The most common indications for EEG and/or neurologist referral were focal neurologic signs (80%), prolonged or complex febrile seizures (60%), developmental delay (55%) and positive family history of epilepsy (40%). The mean duration of continuous prophylaxis was considered to be 2 years of seizure free interval (65%) or until 5 years of age (35%).

Discussion

The management decision of the doctors who participated in this study is in tune with the standard management strategies adopted for febrile seizures world wide. We know that ninety percent of all children with febrile seizures can be successfully managed with intermittent prophylaxis. The major criticism against intermittent prophylaxis is that parents may fail to give medications on time or that the fever may be noticed only after the seizure. Both these points are valid, but by themselves do not justify continuous prophylaxis in the vast majority.

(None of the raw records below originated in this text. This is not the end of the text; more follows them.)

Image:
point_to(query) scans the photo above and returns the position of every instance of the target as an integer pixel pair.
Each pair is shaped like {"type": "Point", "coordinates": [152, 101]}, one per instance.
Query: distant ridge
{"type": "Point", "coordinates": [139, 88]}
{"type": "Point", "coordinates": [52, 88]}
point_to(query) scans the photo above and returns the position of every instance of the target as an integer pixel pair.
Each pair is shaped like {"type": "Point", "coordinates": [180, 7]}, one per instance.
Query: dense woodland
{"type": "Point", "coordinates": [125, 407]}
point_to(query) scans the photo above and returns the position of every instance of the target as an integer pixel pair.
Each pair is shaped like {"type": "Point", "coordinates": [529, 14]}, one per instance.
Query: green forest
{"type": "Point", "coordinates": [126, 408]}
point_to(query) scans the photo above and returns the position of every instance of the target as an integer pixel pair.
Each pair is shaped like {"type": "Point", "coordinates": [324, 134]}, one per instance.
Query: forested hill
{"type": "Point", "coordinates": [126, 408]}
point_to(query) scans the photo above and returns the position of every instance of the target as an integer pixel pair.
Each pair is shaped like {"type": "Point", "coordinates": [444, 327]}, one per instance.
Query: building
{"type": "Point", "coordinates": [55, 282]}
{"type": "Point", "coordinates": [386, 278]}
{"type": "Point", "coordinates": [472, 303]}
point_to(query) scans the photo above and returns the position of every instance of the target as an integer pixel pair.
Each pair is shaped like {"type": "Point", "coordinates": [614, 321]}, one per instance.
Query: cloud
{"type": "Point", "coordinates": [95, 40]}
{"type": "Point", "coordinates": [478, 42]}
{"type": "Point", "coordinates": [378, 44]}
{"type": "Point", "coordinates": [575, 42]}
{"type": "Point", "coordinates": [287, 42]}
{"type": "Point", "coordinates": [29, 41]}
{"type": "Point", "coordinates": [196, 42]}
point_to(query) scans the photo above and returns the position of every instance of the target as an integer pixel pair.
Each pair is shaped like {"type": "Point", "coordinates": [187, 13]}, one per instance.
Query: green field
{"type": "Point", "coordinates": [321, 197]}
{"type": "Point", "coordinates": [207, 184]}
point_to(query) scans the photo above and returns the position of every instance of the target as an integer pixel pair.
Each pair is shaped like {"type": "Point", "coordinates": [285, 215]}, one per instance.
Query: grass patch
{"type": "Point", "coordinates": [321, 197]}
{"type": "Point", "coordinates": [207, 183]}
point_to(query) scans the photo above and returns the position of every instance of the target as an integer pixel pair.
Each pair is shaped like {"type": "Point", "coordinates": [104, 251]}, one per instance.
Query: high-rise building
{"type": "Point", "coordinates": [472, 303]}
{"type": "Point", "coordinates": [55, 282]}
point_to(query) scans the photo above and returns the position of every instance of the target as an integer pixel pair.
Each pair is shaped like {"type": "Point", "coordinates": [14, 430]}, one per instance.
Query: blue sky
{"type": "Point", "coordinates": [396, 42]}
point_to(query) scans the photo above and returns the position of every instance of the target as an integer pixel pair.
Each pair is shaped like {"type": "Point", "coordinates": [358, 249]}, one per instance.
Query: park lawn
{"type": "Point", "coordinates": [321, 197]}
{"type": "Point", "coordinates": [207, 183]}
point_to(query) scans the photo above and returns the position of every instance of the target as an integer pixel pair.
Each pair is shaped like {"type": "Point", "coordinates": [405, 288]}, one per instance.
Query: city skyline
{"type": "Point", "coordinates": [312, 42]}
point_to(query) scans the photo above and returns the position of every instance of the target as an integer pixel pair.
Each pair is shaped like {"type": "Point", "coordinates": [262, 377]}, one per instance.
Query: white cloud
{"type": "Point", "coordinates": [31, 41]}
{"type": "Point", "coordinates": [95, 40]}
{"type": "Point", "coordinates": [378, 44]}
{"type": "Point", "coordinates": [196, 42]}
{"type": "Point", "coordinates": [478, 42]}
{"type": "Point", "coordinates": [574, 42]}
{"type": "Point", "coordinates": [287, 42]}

Children who have complex/prolonged febrile seizures, especially if they have developmental delay and neurologic dysfunction, may be candidates for continuous prophylaxis using valproate or phenobarbitone. This is more so, if they have EEG abnormalities or if there is a history of epilepsy in the family. Due to cognitive side effects, sodium valproate is preferred to phenobarbitone, in spite of the hepato-toxic side effects of the former. The views of the doctors who participated in this study were also similar.

Generally, children need prophylaxis till 5 years of age, since they have a theoretical risk of having febrile seizures till that age. However, epidemologic studies have shown that the vast majority of febrile seizures occur in the first three years and so many pediatricians prefer to give continuous prophylaxis till two years of seizure free interval and then start tapering the medication.